Fisherman's Blues

Album: Fisherman's Blues (1988)
Charted: 32


  • This is the title track of The Waterboys fourth and best-selling album. It was recorded during the first day of sessions for the record at Windmill Lane Studio in Dublin in January 1986, one of a dozen songs that were laid down that day. It was the first time that the band had recorded at Windmill Lane and The Waterboys' founder and leader Mike Scott told us in a 2012 interview that he'll "never forget it." He said: "I had all my writing on pieces of paper. I was fixing the papers, and the song needed a third verse. I had had the first two verses for about six or eight weeks, so I wrote the third verse in the studio. The music got written that day in the studio as well. I had the chords, but the tone of the song came from Steve Wickham's fiddle accompaniment."

    Scott added that back then he worked in this semi-improvising fashion a great deal. "I was very lucky that I had a band that was sufficiently intuitive that we could make stuff up on the spot," he said, "and it would work. I've never had a band quite as intuitive as that since then: the combination of Steve Wickham on fiddle, Anthony Thistlethwaite on mandolin and sax, and the bass player, Trevor Hutchinson, who was an incredible improviser. When I had those guys, I could make up a song on the spot, and they would be arranging it as they played it for the first time. Some of the songs on that album are actually first takes."
  • Regarding the song's lyrical content, Scott told us: "The words might have been from a personal situation where I was under a lot of pressure with the breakup over a relationship."

    The lyrics were also partly inspired by W.H. Auden's poem The Night Mail, which he remembered from reading at school. He recalled to us: "It was about how the mail train would roll through the night and the poem itself replicated the feeling, the rhythm, the speed of the train. So when you read the poem either out loud or in your mind, it conjured the movement of the train. Certainly when I wrote the second verse of 'Fisherman's Blues,' I was trying to get that effect."

    Wystan Hugh Auden (1907-1973) was an American poet of English origin. Starting off as one of the committed poets of the 1930s, espousing left wing politics, by the late 1940s he had moved to a more conventional Christian viewpoint. The Night Mail was written for the closing few minutes of a documentary film about a London, Midland and Scottish Railway (LMS) mail train from London to Scotland, which was produced by the GPO Film Unit. Here are a couple more songs on our database inspired by Auden:

    "Soho (Needless To Say)" by Al Stewart
    "Vapor Trail" by Rush.
  • Fisherman's Blues marked a new direction in the Waterboys' sound as it saw them switching from their earlier grandiose 'big music' material to a more scaled down Celtic folk sound. It was whilst listening back their first days session on a cassette a couple of days later, that Scott realized that "wherever it had come from," this song "was kind of different for the Waterboys. It was a new sound," he recalled. "Our whole sound had changed at that point. We had gone from an electric guitar and having keyboards in the band and a big sound all of a sudden to this lean string sound, with mandolin and acoustic guitar."

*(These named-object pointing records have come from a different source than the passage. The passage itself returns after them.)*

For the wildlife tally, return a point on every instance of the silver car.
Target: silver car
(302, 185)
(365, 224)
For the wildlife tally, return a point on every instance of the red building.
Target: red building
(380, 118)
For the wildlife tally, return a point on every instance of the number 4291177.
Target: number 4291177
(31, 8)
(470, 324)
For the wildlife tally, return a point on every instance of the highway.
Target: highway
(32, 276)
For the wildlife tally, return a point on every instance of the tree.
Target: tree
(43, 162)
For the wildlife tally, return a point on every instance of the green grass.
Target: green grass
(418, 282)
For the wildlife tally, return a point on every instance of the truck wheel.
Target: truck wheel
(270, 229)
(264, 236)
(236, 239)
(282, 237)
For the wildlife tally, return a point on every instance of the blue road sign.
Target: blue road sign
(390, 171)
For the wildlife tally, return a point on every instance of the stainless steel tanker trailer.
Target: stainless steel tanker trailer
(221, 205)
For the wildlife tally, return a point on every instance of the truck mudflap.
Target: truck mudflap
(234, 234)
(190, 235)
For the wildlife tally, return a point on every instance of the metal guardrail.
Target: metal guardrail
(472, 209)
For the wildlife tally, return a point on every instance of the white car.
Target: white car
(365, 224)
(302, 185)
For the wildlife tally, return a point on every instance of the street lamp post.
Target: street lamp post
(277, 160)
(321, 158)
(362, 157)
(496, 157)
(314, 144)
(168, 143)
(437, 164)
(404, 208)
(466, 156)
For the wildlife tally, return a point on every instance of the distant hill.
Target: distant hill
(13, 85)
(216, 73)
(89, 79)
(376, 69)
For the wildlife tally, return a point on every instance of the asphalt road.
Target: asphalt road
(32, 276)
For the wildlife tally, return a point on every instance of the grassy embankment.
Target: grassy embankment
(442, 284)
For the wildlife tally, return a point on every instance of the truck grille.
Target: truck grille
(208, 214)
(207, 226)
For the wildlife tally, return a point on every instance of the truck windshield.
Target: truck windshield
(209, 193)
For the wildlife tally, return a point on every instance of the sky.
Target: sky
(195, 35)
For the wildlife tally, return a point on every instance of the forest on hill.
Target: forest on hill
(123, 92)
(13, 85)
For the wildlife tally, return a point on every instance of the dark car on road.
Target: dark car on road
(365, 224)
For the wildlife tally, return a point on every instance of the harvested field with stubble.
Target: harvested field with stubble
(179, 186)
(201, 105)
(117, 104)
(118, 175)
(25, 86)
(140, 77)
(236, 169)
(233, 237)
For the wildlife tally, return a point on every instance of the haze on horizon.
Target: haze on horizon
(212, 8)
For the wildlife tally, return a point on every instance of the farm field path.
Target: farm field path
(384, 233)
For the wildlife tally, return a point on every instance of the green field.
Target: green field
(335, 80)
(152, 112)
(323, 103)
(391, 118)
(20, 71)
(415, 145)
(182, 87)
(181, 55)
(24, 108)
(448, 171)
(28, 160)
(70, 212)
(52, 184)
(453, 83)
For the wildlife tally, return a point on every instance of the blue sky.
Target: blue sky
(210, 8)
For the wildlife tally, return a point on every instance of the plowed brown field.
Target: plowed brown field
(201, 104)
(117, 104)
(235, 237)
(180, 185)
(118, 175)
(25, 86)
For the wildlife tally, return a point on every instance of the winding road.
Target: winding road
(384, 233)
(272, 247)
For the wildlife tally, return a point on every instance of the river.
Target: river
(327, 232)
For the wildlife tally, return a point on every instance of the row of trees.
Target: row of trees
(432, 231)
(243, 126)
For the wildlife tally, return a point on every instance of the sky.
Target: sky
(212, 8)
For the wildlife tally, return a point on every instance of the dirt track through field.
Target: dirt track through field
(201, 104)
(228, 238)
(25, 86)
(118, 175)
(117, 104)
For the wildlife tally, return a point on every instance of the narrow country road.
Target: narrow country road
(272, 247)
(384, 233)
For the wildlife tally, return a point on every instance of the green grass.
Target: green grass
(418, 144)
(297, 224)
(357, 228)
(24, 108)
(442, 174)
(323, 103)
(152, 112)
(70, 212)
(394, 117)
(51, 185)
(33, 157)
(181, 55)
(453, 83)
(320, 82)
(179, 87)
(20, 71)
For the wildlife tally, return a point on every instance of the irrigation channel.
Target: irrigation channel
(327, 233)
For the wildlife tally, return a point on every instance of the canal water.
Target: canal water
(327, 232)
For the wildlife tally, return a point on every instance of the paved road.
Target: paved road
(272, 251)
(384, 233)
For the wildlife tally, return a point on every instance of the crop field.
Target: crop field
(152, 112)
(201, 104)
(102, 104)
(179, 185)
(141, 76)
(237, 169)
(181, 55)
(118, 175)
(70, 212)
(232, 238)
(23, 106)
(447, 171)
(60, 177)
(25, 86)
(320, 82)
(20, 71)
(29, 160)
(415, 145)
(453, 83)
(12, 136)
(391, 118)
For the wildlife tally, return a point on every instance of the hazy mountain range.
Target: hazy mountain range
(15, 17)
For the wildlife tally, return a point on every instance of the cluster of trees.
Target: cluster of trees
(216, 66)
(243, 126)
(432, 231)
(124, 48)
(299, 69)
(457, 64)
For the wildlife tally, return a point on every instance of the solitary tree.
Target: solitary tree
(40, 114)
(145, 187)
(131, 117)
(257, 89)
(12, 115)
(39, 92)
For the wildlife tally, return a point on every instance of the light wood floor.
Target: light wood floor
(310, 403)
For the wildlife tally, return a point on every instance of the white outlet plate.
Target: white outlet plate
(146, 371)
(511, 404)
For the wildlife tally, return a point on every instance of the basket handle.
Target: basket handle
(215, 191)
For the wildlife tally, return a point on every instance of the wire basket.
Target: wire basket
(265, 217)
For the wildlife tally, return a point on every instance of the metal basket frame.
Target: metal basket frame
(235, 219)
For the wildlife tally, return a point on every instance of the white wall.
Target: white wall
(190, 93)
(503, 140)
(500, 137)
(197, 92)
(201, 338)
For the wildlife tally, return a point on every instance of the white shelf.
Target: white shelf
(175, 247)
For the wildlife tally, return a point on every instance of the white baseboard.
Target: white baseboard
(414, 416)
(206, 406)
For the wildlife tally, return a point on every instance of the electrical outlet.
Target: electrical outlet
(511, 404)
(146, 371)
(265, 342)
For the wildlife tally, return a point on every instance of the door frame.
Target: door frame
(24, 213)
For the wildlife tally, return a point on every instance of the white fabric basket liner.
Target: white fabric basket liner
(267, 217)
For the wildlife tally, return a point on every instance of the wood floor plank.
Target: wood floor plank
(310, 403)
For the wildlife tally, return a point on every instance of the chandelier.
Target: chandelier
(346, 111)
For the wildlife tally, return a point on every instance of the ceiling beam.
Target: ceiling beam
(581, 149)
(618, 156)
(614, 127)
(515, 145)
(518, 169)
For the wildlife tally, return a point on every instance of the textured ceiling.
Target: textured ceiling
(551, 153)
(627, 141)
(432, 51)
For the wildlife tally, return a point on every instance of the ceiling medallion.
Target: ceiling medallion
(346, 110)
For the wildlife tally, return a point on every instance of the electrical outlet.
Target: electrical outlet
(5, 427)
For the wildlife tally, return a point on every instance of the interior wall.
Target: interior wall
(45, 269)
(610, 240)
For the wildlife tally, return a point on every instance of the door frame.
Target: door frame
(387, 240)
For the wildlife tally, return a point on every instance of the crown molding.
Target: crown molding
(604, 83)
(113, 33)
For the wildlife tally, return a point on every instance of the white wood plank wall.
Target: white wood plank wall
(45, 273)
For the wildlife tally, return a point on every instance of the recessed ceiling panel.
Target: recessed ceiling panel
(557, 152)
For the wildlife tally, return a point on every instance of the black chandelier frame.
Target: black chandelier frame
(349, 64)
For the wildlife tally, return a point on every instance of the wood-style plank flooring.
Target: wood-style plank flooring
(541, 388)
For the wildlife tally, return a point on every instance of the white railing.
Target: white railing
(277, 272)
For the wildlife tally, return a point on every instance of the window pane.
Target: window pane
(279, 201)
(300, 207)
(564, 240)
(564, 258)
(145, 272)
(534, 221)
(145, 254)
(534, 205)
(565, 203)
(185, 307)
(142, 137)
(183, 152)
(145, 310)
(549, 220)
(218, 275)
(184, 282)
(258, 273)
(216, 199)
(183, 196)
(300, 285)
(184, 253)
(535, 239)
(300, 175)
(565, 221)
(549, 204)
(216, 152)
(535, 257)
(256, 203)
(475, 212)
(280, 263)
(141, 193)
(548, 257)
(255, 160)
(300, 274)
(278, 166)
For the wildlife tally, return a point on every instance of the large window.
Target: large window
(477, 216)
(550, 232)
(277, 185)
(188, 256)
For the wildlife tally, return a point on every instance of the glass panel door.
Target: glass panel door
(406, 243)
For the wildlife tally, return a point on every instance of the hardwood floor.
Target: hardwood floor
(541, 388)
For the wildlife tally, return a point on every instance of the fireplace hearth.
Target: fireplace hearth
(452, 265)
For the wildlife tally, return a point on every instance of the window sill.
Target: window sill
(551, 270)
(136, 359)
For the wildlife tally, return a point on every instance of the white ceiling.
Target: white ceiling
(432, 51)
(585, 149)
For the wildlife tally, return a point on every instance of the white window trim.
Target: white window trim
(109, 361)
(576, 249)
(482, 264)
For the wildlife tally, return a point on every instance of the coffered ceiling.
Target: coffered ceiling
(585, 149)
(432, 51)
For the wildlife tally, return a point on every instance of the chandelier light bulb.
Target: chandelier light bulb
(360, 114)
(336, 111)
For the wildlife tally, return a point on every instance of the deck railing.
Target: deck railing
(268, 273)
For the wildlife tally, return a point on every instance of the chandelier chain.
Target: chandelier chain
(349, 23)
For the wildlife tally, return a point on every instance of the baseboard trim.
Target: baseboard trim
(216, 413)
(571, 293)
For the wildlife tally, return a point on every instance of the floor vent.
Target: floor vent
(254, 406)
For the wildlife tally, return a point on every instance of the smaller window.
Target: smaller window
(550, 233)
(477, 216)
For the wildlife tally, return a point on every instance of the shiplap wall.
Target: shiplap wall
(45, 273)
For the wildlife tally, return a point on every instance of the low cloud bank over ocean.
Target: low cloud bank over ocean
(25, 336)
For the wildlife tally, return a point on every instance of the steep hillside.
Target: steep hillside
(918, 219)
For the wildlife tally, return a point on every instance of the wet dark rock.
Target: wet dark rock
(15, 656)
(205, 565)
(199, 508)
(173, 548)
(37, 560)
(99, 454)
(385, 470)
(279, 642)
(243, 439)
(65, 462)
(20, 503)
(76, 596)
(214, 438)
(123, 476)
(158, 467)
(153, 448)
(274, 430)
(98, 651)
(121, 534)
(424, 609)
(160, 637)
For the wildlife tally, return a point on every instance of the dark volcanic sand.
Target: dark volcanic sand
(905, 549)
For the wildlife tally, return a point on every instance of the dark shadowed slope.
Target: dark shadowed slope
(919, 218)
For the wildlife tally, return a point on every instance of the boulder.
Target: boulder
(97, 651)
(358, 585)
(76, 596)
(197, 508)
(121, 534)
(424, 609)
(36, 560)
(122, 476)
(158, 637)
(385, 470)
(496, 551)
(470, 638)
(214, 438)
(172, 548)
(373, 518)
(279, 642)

    The Waterboys performed the song on UK music show The Tube a few months later, the first time the band demonstrated to the public their new musical direction.
  • Recording for Fisherman's Blues took another two years, but the album was finally released in October 1988 in both Europe and the States. It went on to become the Waterboys' best selling album, despite reaching only #13 in the UK charts and #76 on the Billboard 200. Sales in the States were helped by the band's Fisherman's Blues Tour during the fall of 1989. Scott told us it "was our third North American tour and it was really successful. We did 22 shows that were all sold out."

    The Waterboys frontman added that he booked different opening acts for each venue. "Before the days of email, I would be forming outlines from my hotel room of a few cities and their bands, trying to sort out somebody sympathetic to come and play with us," Scott recalled. "So in some cities we had folk or traditional acts. In the Northwest we had an American Indian group called Arrows to Freedom - I think that was in Vancouver and Seattle. I wanted to do something different, something interesting everywhere."
  • This is the most covered song amongst all of Mike Scott's compositions. He told us: "There are more than 50 recorded cover versions of it. It's been covered in French, Norwegian and Spanish. There are also jam band, country rock, torch song and hip-hop versions. My favorites are the ones where people make the song their own. My very favorite is a Japanese punk version that came out in the late '90s by a band called Pealout. It's really great, really crunching electric guitar and punky lead singer. I love it. There's also a great version by a Canadian band called Great Aunt Ida, which came out I think in 2005, a beautiful slow version, kind of like if Neil Young covered it."
  • The song has also been used several times during movies and TV shows. Amongst Scott's favorites is when it soundtracked a scene on the 1988 comedy film Waking Ned Divine. He told us: "I loved the way they used it, the old boat going across the sea like that. That's beautiful."